Le Mois Molière - Juin 2010
Photo : © Bénédicte.B
Molière (1622-1673)
Le Tartuffe ou l'Imposteur (12 mai 1664)
Voilà de vos pareils le discours ordinaire. Ils veulent que chacun soit aveugle comme eux. C'est être libertin, que d'avoir de bons yeux; Et qui n'adore pas de vaines simagrées, N'a ni respect, ni foi, pour les choses sacrées. Allez, tous vos discours ne me font point de peur; Je sais comme je parle, et le Ciel voit mon cœur.
De tous vos façonniers on n'est point les esclaves, Il est de faux dévots, ainsi que de faux braves: Et comme on ne voit pas qu'où l'honneur les conduit, Les vrais braves soient ceux qui font beaucoup de bruit; Les bons et vrais dévots qu'on doit suivre à la trace, Ne sont pas ceux aussi qui font tant de grimace.

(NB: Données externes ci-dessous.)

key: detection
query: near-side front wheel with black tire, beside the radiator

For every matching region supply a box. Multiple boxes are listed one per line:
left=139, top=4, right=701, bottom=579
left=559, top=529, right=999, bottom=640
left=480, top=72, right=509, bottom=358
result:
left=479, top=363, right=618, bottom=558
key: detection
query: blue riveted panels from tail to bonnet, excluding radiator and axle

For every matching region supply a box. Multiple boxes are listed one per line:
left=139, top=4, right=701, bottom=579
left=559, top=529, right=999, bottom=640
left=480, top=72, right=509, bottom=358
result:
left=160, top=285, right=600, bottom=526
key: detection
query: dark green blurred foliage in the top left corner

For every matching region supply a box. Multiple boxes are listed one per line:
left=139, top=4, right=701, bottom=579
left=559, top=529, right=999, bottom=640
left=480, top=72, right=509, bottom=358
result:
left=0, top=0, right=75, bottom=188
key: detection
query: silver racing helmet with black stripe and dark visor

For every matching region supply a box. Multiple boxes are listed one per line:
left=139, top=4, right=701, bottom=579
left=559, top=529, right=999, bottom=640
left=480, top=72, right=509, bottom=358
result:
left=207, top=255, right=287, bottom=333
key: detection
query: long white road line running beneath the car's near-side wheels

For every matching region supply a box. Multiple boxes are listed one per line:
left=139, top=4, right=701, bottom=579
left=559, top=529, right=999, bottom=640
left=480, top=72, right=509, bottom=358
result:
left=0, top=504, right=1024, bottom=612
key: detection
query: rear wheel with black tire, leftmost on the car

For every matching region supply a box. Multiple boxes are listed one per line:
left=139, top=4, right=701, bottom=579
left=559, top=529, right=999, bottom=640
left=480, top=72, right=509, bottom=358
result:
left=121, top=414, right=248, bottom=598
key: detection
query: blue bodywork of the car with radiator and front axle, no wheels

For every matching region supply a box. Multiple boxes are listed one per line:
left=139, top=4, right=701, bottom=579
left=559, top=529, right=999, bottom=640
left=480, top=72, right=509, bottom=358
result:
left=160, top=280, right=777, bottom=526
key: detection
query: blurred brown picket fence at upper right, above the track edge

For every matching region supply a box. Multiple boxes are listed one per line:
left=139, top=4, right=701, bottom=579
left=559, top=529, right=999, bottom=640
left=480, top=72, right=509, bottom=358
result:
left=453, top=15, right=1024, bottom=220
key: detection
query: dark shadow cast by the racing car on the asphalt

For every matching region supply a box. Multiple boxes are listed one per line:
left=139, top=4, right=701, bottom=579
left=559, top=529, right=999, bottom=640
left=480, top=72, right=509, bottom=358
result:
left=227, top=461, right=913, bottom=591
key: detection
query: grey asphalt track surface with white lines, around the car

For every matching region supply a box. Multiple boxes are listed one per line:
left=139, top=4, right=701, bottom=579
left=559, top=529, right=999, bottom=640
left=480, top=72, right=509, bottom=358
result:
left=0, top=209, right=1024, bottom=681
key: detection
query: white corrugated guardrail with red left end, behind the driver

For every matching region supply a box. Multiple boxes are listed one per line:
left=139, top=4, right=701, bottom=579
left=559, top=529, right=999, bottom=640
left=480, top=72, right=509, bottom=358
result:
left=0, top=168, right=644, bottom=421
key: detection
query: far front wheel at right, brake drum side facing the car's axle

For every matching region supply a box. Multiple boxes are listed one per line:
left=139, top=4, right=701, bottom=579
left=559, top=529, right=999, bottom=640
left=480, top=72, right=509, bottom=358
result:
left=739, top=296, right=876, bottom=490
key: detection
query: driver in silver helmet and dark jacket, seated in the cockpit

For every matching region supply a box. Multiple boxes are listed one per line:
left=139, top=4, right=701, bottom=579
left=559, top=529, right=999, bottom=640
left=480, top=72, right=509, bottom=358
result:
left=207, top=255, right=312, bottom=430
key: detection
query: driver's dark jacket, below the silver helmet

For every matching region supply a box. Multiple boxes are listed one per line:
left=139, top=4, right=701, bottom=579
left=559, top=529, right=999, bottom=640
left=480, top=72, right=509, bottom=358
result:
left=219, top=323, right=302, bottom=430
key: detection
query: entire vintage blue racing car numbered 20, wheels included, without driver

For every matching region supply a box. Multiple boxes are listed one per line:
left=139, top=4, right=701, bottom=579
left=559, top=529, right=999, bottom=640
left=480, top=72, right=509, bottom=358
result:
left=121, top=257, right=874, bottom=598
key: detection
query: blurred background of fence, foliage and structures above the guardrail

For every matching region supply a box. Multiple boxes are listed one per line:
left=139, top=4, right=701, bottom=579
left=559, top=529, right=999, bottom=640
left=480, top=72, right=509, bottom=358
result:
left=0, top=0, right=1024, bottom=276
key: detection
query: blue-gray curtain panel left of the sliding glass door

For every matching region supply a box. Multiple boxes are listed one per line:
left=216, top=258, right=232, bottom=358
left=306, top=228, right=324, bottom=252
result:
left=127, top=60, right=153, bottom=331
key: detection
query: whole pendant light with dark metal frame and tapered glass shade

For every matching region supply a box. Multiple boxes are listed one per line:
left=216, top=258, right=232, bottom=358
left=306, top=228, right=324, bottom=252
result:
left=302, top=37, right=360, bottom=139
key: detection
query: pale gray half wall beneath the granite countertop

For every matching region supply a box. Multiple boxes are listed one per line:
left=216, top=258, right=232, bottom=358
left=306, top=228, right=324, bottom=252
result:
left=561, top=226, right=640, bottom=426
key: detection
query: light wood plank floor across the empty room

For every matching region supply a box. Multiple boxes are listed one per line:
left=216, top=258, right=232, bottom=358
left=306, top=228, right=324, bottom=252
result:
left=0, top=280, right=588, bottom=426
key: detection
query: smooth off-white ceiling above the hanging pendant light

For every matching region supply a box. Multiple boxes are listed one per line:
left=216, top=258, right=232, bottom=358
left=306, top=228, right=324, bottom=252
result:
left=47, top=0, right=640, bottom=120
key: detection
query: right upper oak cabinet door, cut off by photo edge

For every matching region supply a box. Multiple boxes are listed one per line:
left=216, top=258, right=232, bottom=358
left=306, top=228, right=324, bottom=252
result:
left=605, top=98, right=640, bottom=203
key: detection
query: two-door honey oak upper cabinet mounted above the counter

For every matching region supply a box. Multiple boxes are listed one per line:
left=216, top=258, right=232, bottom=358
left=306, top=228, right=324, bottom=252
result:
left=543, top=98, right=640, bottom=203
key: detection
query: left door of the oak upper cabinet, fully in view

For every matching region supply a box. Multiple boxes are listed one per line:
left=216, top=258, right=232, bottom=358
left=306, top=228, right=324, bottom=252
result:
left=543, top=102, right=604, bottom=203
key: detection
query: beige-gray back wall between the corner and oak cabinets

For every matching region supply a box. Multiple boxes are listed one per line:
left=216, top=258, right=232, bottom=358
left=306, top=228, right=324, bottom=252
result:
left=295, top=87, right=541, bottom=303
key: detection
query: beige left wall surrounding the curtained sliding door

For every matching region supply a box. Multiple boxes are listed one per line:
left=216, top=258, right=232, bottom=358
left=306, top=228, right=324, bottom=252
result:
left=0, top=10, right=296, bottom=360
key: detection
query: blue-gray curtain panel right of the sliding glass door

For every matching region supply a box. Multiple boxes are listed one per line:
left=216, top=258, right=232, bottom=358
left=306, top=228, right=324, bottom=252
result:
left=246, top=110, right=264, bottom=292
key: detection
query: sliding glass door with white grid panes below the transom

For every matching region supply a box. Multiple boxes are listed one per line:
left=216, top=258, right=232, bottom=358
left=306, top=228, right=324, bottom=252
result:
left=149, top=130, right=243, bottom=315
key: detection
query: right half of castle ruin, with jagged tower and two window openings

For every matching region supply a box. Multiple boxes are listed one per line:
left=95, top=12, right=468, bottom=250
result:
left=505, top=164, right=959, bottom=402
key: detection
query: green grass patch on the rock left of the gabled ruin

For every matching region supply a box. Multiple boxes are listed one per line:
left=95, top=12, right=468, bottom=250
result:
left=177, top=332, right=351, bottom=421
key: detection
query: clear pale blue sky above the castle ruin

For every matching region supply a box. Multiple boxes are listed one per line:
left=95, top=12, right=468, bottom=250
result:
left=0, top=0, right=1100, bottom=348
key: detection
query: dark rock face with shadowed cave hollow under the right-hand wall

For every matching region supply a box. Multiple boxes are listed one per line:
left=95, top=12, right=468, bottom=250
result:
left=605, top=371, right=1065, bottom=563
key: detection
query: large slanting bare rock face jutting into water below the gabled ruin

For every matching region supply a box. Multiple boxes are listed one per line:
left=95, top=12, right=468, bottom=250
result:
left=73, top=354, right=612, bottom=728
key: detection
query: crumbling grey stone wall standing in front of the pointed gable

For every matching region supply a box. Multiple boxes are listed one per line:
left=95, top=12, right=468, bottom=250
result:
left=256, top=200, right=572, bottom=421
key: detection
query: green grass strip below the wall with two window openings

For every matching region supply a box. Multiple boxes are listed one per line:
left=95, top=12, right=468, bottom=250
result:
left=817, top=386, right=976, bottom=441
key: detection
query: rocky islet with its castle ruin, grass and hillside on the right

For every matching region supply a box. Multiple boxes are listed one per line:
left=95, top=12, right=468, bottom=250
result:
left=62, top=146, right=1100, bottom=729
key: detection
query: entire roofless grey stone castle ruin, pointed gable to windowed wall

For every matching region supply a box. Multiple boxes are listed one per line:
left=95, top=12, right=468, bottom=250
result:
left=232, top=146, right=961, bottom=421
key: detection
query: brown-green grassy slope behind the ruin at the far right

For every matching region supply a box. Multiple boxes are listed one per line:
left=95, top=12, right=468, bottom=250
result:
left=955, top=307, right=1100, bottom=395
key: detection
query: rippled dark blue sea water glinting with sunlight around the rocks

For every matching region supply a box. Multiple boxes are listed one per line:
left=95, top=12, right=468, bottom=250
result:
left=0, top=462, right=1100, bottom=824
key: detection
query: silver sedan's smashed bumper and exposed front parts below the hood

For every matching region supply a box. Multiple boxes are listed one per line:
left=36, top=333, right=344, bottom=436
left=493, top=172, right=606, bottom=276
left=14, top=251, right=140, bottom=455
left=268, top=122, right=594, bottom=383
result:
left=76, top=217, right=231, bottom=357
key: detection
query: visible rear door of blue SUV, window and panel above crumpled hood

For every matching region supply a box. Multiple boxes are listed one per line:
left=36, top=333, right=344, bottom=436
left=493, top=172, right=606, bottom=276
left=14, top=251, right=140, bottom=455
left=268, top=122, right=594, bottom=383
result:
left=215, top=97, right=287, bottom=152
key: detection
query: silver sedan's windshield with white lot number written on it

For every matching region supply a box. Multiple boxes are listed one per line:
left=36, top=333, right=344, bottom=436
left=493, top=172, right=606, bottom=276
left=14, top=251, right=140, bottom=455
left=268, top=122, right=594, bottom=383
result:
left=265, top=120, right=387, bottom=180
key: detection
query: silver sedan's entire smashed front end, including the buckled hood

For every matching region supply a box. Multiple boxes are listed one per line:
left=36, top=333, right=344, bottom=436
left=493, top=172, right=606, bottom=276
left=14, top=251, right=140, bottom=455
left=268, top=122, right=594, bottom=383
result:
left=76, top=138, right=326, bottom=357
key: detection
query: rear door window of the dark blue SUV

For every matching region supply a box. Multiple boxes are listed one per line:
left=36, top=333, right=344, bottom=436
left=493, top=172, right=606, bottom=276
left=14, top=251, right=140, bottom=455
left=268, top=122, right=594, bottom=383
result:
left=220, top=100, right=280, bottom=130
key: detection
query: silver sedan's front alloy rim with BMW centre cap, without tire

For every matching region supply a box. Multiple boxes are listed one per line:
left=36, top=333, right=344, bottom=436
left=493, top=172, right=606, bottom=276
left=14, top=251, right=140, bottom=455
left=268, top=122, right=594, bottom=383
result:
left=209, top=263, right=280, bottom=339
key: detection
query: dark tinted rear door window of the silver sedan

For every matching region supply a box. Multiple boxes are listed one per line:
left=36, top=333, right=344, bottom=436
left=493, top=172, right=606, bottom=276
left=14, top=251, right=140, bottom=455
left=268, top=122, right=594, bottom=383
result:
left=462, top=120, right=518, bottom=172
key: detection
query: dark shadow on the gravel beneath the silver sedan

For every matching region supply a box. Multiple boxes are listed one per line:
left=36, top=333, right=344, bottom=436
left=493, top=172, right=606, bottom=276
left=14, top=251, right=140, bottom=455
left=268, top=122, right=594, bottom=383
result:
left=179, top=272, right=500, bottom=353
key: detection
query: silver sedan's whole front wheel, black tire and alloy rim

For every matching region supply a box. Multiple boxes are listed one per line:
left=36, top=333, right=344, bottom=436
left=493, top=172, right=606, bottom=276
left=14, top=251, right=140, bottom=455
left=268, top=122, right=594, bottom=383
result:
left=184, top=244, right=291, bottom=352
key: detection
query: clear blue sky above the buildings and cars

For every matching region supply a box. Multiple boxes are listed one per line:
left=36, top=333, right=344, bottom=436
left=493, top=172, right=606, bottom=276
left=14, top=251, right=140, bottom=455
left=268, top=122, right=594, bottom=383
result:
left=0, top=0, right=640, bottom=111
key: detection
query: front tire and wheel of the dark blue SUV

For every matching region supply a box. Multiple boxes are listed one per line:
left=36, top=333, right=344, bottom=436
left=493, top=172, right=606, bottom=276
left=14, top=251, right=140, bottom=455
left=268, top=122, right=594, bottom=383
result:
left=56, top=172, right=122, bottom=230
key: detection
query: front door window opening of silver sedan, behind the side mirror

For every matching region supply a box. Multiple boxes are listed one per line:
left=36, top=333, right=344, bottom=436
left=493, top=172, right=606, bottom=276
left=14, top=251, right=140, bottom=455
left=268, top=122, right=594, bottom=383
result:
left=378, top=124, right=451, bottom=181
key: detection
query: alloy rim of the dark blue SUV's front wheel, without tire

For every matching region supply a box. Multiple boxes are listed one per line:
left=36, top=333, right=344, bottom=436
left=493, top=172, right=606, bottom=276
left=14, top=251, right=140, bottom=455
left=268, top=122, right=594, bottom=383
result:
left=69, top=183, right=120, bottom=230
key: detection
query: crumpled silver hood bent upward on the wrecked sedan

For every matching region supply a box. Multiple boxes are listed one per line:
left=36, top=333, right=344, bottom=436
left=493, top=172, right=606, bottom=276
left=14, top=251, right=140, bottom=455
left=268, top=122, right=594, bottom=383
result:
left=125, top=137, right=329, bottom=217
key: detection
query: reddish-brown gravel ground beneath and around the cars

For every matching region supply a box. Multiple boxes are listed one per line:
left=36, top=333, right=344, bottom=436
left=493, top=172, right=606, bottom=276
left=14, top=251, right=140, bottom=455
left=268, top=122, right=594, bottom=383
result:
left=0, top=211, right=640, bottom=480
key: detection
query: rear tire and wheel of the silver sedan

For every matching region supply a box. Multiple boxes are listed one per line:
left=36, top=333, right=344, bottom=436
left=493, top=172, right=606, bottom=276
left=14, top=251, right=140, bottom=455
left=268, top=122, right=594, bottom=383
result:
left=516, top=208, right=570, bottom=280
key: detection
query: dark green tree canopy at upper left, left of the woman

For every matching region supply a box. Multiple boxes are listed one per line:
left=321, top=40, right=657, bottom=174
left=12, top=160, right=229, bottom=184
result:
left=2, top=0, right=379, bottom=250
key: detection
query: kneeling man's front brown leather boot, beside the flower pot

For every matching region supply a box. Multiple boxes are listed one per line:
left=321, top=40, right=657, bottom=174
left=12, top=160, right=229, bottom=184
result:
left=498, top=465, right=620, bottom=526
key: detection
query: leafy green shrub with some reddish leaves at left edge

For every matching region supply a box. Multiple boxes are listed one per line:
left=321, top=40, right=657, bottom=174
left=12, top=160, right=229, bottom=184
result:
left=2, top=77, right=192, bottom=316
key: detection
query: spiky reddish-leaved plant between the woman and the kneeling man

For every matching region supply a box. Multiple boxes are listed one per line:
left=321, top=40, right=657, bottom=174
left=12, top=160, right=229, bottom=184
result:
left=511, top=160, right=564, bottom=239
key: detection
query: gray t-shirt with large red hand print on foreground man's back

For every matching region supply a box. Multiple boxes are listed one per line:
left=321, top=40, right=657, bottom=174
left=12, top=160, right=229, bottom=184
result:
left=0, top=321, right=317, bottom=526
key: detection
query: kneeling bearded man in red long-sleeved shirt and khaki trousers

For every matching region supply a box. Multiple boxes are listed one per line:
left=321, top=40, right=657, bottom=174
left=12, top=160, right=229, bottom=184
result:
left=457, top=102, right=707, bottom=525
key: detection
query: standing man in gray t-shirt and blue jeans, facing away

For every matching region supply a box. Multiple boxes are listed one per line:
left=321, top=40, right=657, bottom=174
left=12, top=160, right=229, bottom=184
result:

Hé quoi! vous ne ferez nulle distinction Entre l'hypocrisie, et la dévotion? Vous les voulez traiter d'un semblable langage, Et rendre même honneur au masque qu'au visage? Egaler l'artifice, à la sincérité; Confondre l'apparence, avec la vérité; Estimer le fantôme, autant que la personne; Et la fausse monnaie, à l'égal de la bonne?
Les hommes, la plupart, sont étrangement faits! Dans la juste nature on ne les voit jamais. La raison a pour eux des bornes trop petites. En chaque caractère ils passent ses limites, Et la plus noble chose, ils la gâtent souvent, Pour la vouloir outrer, et pousser trop avant. Que cela vous soit dit en passant, mon beau-frère.